Equation apply to reversible only or not?

[siresmith]

Equation apply to reversible only or not??

My thinking must be faulty somewhere, but I can't work out what's gonig on...

The equation

Tds = du + pdv and

du = dq + dw

are supposed to be valid for all processes right?

yet dw = -pdv only for reversible cases, yes?

So how do you prove that du = Tds + fdx

given that fdx = dw (for a stretched wire) if you don't know if its a reversible process?

As fdx = dw can only be equated with the -pdv if its reversible.

[or similarly, ydA in place of fdw for the surface tension of a droplet. Are you just supposed to know these are reversible?]

Secondly, is Cp, 'heat capacity at constant pressure' independent of pressure?

Anybody know the answers??

 

[Col.Buendia]

Firstly, I agree with what was stated on your first two questions. Those equations do hold for all processes and dw = -pdv is only true given you know it is reversible. The problem, I believe arises since you assume you don't know it is reversible. To answer this think about how your system in this case the wire will respond to certain quasistatic conditions.

According to your equation fdx = dw, if work is done on the wire, it should expand/get stretched. Now slowly reverse the process. Slowly do less work and the wire should begin to shrink. This process seems to me to be reversible.

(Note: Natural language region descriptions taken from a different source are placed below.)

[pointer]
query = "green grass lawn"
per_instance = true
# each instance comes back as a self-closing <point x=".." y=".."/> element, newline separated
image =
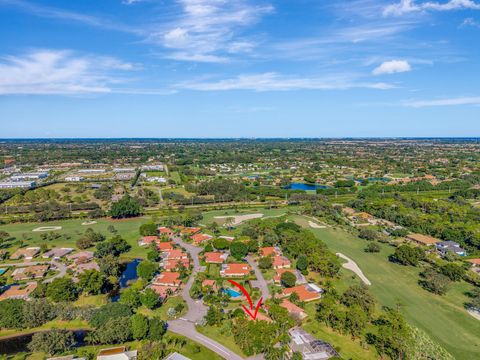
<point x="73" y="229"/>
<point x="442" y="317"/>
<point x="216" y="333"/>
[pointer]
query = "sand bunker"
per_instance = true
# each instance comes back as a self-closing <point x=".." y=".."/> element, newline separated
<point x="89" y="222"/>
<point x="47" y="228"/>
<point x="238" y="219"/>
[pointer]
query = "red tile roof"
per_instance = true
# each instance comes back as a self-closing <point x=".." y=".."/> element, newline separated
<point x="215" y="257"/>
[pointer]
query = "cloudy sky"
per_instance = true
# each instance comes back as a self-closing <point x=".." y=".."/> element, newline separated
<point x="239" y="68"/>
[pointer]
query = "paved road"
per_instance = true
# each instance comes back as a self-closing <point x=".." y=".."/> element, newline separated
<point x="260" y="283"/>
<point x="196" y="311"/>
<point x="62" y="269"/>
<point x="352" y="266"/>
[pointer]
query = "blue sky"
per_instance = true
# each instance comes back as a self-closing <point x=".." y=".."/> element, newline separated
<point x="239" y="68"/>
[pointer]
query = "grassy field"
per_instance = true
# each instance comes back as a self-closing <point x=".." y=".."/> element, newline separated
<point x="73" y="229"/>
<point x="444" y="318"/>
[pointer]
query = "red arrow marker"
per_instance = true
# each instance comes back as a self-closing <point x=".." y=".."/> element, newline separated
<point x="254" y="315"/>
<point x="244" y="291"/>
<point x="247" y="295"/>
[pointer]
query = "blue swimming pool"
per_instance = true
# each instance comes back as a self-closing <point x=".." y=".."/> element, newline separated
<point x="232" y="293"/>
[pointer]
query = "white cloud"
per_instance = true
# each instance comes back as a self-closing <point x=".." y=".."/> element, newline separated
<point x="444" y="102"/>
<point x="209" y="30"/>
<point x="392" y="67"/>
<point x="275" y="82"/>
<point x="55" y="72"/>
<point x="411" y="6"/>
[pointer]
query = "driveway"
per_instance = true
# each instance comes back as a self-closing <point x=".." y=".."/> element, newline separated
<point x="196" y="310"/>
<point x="352" y="266"/>
<point x="260" y="283"/>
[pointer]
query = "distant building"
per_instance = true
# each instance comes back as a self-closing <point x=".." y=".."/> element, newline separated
<point x="17" y="184"/>
<point x="445" y="247"/>
<point x="310" y="348"/>
<point x="118" y="353"/>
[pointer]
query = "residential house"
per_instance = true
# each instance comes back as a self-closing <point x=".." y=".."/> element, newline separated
<point x="19" y="291"/>
<point x="26" y="253"/>
<point x="269" y="251"/>
<point x="281" y="262"/>
<point x="167" y="279"/>
<point x="118" y="353"/>
<point x="421" y="239"/>
<point x="305" y="292"/>
<point x="147" y="240"/>
<point x="235" y="270"/>
<point x="445" y="247"/>
<point x="310" y="347"/>
<point x="200" y="238"/>
<point x="215" y="257"/>
<point x="31" y="272"/>
<point x="57" y="253"/>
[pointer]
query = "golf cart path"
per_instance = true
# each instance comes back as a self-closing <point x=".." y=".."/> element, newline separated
<point x="352" y="266"/>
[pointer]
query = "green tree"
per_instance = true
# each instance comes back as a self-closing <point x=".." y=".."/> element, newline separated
<point x="288" y="279"/>
<point x="62" y="289"/>
<point x="238" y="250"/>
<point x="139" y="324"/>
<point x="52" y="342"/>
<point x="130" y="297"/>
<point x="150" y="299"/>
<point x="91" y="282"/>
<point x="146" y="270"/>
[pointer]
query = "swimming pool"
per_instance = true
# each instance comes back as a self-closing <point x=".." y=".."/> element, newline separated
<point x="232" y="293"/>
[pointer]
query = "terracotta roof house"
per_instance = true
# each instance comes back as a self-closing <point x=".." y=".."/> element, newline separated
<point x="474" y="262"/>
<point x="281" y="262"/>
<point x="26" y="253"/>
<point x="215" y="257"/>
<point x="147" y="240"/>
<point x="293" y="309"/>
<point x="307" y="292"/>
<point x="57" y="253"/>
<point x="209" y="283"/>
<point x="278" y="275"/>
<point x="81" y="257"/>
<point x="269" y="251"/>
<point x="167" y="279"/>
<point x="171" y="265"/>
<point x="165" y="245"/>
<point x="162" y="230"/>
<point x="31" y="272"/>
<point x="19" y="291"/>
<point x="163" y="291"/>
<point x="235" y="270"/>
<point x="422" y="239"/>
<point x="174" y="254"/>
<point x="118" y="353"/>
<point x="200" y="238"/>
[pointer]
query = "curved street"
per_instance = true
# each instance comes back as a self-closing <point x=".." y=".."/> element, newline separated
<point x="196" y="310"/>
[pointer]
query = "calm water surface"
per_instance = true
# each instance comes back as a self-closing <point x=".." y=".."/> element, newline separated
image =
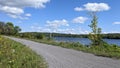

For the question regarding Cp, it is done at a constant pressure, such that dp = 0. This allows one to calculate it by using Cp = dH/dT (partial derivative). In such a case, it can be shown to be independent of pressure.

Hope this will help.
Cheers CB

 

[Mapes]

For the question regarding Cp, it is done at a constant pressure, such that dp = 0. This allows one to calculate it by using Cp = dH/dT (partial derivative). In such a case, it can be shown to be independent of pressure.

If you're keeping p constant, then of course the pressure dependence of C_p will not appear! In general, C_p is dependent on pressure. It can be shown by using Maxwell relations that for constant T,

\left(\frac{\partial C_p}{\partial p}\right)_T=-VT\left[\alpha^2+\left(\frac{\partial \alpha}{\partial T}\right)_p\right]

where \alpha is the volumetric coefficient of thermal expansion.